すると、まさに物語で出てくるような洋風の城と城下町、そしてそれを大きく囲む城壁が草原の中に壮大に佇んでいるのが見えてきた。
「すごい…」
ポロッと本音が出てしまう。何回も来てるのにはじめて来たような俺の感嘆の声を疑問に思ったのかフレアーヌは少し眉を寄せ、しかしそれをうまく解釈してくれたようで俺に続いて王都の感想を漏らす。
「何度見ても、やはり王都は素晴らしいですよね。この王都を守る騎士であることを誇りに思います」
「あ、そうですね! 何度見ても良い!」
王都へ続く巨大な門には警備の兵がたくさん居て、通る時のその視線が痛い。いつかはくることになるとは思っていたが、まさか罪人となってこの門を潜ることになるとは想像してなかった。罪人でなかったら彼らの視線はもう少し軽く見れたかもしれない。
城下町を騎士団先導のもとずいずいと進み、ついに城の前までやってくる。遠くからみるよりもやはり間近で見る方がその迫力は凄まじく、壁の風化で削れたところにさえその長い歴史を感じ、畏れを抱く。
馬車から降り、広く暗いどこだかわからない場所を突き進み、豪華な階段を登る。すると一層豪華な大きな扉の前にたどり着いた。
「王の間です。ここから先はお一人となります」
フレアーヌはそういうと、周りにいた部下たちを少し下げ人払いをした。
「ゲシュタル様。私はあなたの志を支持しています」
「!」
「だからこそ王の前では嘘をついてはいけません。
王は鋭い方です。ゲシュタル様は少し顔に出やすいところがあるので、すぐ嘘は見抜かれてしまうでしょう」
「フレアさん…あ、フレアーヌさんでしたね。ありがとうございます」
「フレアでいいですよ」
やはりフレアーヌの本心はわからない。時折見せるその表情は、暖かく優しい。しかし、王国騎士の1人である彼女が罪人に助け舟を出すだろうか?
エルヴァネの話を聞く限り、今の王は愚王だ。この国を悪い方向に転がしている張本人。相当なクズかもしれない。もし彼女の助言のように本心を言ったが最後、首がとぶこともありえる。
「ゲシュタル様、それでは扉を開けます」
「…はい」
心臓がすごい速さで鼓動するのが伝わってくる。生唾をごくっと飲む音がフレアに聞かれていないだろうか。

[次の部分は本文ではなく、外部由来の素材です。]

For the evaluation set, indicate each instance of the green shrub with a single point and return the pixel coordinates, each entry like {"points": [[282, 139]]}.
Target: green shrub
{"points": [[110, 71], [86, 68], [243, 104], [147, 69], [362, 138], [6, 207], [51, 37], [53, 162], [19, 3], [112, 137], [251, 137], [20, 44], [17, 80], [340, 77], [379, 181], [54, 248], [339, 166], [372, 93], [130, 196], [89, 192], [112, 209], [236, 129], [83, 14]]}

ここまで来たら俺も男。覚悟を決め、立ち向かうしかない。
はじめから怯えていては、どんなことも上手くいきっこない。今は俺を助けてくれる味方もいない。俺は1人で戦わなければいけない。
「(落ち着け、俺)」
握りしめ汗で湿った手を解く。肩の力を抜き、扉が開くと同時に足を踏みだした。できるだけ堂々と。今だけは丸まった背筋をスッとあげ、視線は高く。
王の間は光が存分に入るような構造になっているようで、薄暗かった扉の前までとの差で目が眩んだ。王の顔は光で見えない。
部屋の中央あたりで足を止め、膝を地面につけ頭を下げる。
「デロンド・ゲシュタルでございます」
一瞬の沈黙が永遠にも感じられる。ヨルドに教わった通りにやったが何か間違っていただろうか、などといったことが頭を駆け巡る。しかし誤りではなかったようで、王は口を開いた。